There are days when life is so busy. Busy enough to keep my mind away from the mess that we have gone through. You can’t live everyday in the messy bits. It’s not practical. There is laundry to fold.
But there are other days. Days when I run into the woman I haven’t seen in 3 or 4 years. A person from my past. A person who knew me before I was undone in a million ways. And the woman asks so kindly, so gently, about Phoenix (because that has always been the story, since the day the kids came home). And my eyes fill so fast, I catch my breath. How can one woman saying his name take me back to the days where everything began to unravel for me? I take her hand and thank her for asking. About him. My son.
Or days when my dear friend, who was here for a visit, asks several days into the trip, ‘Isn’t it weird that we haven’t talked about P yet since I’ve been here?’ And my eyes are full again. Because it is the easiest way to say my heart is broken. Words don’t always fill in the parts the same way tears do. And I know if I start talking everything gets all fuzzy again for my heart.
And sometimes speaking is just too hard.
Phoenix recently completed the 8th grade and is officially entering the 9th grade.
This is so big for our family. It means Phoenix made a healthy choice. And I want to read into it. I want to read so far into it I’ll get lost because if I do, maybe that means he can come home. And if he comes home then he can still have a chance at a childhood, living with his family. Which is the only thing I really ever wanted for him.
But I shouldn’t read into things anymore. Just like speaking can be too hard sometimes, so can letting go of the things we want most.
It is still too hard for me to let go of the things I want most.

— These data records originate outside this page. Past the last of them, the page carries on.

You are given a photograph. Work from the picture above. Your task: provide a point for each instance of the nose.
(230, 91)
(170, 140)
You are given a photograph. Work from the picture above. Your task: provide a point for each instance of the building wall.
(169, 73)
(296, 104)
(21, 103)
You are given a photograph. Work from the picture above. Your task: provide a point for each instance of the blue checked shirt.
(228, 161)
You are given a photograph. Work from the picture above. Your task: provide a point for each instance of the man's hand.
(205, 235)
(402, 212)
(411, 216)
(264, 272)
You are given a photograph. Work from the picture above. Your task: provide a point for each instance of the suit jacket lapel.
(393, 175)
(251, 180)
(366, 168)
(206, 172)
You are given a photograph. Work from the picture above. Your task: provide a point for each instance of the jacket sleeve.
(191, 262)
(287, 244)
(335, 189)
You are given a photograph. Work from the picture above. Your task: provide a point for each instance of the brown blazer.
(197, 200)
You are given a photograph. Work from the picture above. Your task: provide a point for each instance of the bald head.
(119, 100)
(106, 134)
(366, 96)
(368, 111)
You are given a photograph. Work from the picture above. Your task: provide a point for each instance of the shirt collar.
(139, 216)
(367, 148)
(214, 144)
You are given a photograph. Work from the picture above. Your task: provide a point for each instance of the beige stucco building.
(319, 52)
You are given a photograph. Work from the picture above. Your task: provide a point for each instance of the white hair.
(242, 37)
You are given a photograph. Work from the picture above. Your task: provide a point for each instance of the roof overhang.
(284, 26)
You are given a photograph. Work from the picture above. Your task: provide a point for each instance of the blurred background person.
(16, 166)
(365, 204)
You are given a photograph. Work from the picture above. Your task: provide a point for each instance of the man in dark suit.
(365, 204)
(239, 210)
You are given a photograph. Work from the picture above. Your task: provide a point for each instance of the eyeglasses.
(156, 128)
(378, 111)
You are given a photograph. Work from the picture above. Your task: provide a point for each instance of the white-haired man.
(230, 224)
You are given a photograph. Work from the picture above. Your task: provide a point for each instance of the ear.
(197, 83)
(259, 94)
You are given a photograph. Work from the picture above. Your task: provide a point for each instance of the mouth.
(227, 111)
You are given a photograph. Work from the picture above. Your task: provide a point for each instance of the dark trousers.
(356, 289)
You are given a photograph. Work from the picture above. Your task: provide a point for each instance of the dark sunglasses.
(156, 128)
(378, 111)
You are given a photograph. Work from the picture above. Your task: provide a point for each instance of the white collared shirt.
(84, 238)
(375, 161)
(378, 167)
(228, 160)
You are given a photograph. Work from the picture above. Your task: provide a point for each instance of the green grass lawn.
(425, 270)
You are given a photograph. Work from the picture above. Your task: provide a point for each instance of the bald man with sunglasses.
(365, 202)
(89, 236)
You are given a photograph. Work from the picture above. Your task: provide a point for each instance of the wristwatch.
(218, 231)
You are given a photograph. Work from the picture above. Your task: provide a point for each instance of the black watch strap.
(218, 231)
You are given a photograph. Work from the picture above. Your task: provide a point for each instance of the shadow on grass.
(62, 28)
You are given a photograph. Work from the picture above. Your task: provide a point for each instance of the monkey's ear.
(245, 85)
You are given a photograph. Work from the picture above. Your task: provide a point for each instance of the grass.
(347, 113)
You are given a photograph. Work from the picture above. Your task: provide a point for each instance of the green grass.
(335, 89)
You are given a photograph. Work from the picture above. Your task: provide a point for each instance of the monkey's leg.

I want Phoenix at home. I want him to know his family. I want him to be strong. I want him to know he is lovely.
It is hard when the things we want most are out of our control. When all we can do is release our desires and fears and hopes and dreams and see what happens next.
A year later I am waiting to see what happens next.
To see what happens when hope remains, when broken hearts teeter out into healing.